Professors in the Faculty of Arts and Sciences have explored different approaches to reasserting the faculty’s role in governance over the past semester. The faculty forum convened three times this fall to discuss issues including the presidential search process, the University’s science and technology resources and the possibility of founding a faculty senate, and some professors have begun to revive a Yale chapter of the American Association for University Professors (AAUP) — a national organization representing the interests of professors. But several faculty members interviewed said neither of these structures can fulfill the role of a faculty senate — an elected body that would hold significant voting and deliberative power at the University..

“The faculty forum is an excellent venue for faculty to share opinions and debate a variety of matters of interest and concern,” said music professor Richard Cohn. “But it lacks the stable structure and continuity of personnel to serve as an effective advisory board on complex issues, some of which need to be studied intensely across time. It also lacks the legitimacy of an elected body.”

Before the creation of the faculty forums, monthly Yale College and Graduate School faculty meetings with preset agendas and occasional town hall-like gatherings functioned as the only settings for professors to voice their opinions.

Classics professor Victor Bers, one of the officers of the Yale chapter of AAUP, said that so far, the chapter has only held one informal meeting with its officers and plans to begin recruiting members next semester.

Cohn, who supports the establishment of a faculty senate or a similar institution, said he thinks Yale’s chapter of AAUP can coexist with a senate, but it cannot replace one. Because of AAUP’s mission, the chapter’s relationship to the University would be “less collaborative by nature” than the relationship between a senate and the University would be, he added. Part of the AAUP mission is to promote shared governance, but its agenda includes several other items as well.

Salovey said over 20 years have passed since the University appointed a committee to assess the state of governance at Yale and make recommendations about the future.

“It may be time to consider another such discussion,” he said.

Cohn said he and a number of colleagues hope that Salovey will appoint a “broadly representative set of faculty” to study shared governance and make recommendations about what kind of elective body would best suit Yale.

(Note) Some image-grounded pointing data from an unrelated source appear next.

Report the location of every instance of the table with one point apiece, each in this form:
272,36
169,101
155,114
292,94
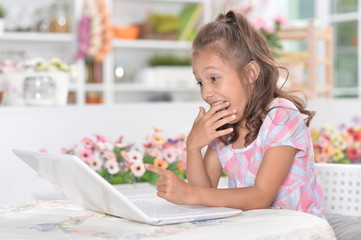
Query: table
60,219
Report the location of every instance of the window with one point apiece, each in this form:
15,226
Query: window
345,17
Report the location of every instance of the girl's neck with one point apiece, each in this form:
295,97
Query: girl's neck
240,142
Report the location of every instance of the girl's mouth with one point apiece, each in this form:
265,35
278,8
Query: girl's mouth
217,103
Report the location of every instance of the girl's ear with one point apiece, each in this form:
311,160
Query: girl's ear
253,71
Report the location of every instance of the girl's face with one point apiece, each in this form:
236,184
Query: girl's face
219,82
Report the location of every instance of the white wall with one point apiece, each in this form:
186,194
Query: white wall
54,128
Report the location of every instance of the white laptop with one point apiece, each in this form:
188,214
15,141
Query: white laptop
84,186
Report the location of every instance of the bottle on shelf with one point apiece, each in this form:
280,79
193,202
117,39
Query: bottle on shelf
60,17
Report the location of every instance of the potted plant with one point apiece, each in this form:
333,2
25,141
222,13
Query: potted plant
2,17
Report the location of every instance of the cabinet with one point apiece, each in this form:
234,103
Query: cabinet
130,56
311,70
22,40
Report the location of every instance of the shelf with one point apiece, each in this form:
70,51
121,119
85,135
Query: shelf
94,87
167,1
38,37
152,44
134,87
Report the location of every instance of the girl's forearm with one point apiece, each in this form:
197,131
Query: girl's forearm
196,172
245,198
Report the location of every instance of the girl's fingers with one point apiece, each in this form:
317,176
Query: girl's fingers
221,133
224,121
201,112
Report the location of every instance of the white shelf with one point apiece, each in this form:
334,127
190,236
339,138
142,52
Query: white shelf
137,87
37,37
94,87
151,44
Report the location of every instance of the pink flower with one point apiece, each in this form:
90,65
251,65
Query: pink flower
125,155
112,167
281,19
244,8
135,157
100,138
356,136
137,169
86,155
95,163
353,153
87,143
170,154
109,156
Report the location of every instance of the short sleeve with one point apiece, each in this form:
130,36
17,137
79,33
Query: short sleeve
216,144
285,126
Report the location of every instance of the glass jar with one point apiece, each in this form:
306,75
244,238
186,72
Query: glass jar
43,22
60,19
39,91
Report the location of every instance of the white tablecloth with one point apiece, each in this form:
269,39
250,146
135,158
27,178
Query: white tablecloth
60,219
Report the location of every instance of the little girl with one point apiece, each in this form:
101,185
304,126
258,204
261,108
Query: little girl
254,130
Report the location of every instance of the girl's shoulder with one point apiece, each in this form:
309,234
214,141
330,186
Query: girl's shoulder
282,103
281,111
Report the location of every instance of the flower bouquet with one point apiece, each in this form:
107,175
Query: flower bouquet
340,144
120,162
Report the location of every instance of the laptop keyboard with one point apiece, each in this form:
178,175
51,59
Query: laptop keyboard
163,209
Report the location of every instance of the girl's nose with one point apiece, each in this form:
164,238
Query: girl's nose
206,91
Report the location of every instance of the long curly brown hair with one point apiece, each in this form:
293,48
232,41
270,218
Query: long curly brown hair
236,41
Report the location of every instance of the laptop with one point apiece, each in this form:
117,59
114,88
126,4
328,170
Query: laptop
85,187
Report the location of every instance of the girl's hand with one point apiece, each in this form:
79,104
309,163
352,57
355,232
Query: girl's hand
170,186
206,123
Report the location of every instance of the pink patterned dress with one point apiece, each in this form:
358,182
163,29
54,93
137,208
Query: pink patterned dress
283,126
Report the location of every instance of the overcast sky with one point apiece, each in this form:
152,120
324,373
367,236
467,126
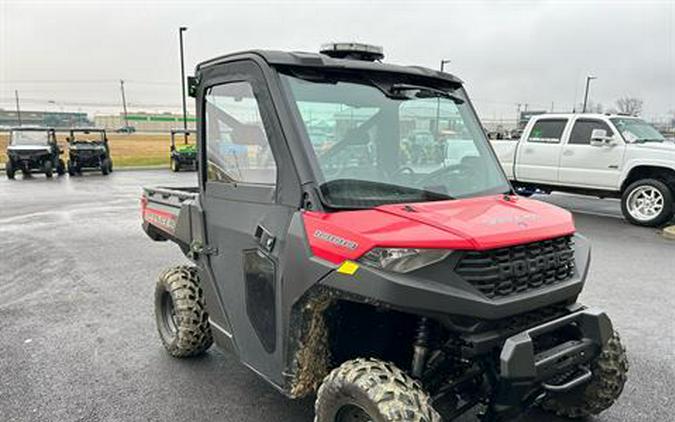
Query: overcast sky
73,53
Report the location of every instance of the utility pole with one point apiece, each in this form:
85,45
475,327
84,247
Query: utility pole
18,108
589,78
438,101
124,105
182,79
518,115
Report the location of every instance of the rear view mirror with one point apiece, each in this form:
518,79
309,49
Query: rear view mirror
600,138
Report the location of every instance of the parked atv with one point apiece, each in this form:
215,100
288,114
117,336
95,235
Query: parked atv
88,149
184,155
33,150
393,289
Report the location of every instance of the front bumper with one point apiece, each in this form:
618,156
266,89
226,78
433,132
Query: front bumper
528,372
520,361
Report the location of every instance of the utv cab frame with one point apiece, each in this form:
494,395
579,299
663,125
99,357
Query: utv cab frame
184,155
393,289
33,150
88,150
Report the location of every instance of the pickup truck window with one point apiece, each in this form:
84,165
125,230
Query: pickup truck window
581,132
547,131
237,147
637,130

A faculty senate would likely take over many of the functions of the faculty forum, Bers said.

Salovey said he would prefer to continue the current experiment of the faculty forum and to assess the merits of this approach at the end of the academic year. The advantage of the faculty forum is that it is explicitly focused on issues of concern to the Faculty of Arts and Sciences, he said.

“At the moment, I’d like to try the forum and see if we can’t make it work,” Salovey said.

Recent administrative issues such as the implementation of Shared Services, a business model intended to centralize administrative tasks across the University, and Yale’s partnership with the National University of Singapore in the creation of a liberal arts college have heightened tensions between the administration and faculty, many of whom feel the administration has not taken their views into account.

“There is a crisis of governance at Yale and we need new structures to address it,” said Seyla Benhabib, a political science and philosophy professor.

The last faculty forum was held on Nov. 12 in Connecticut Hall.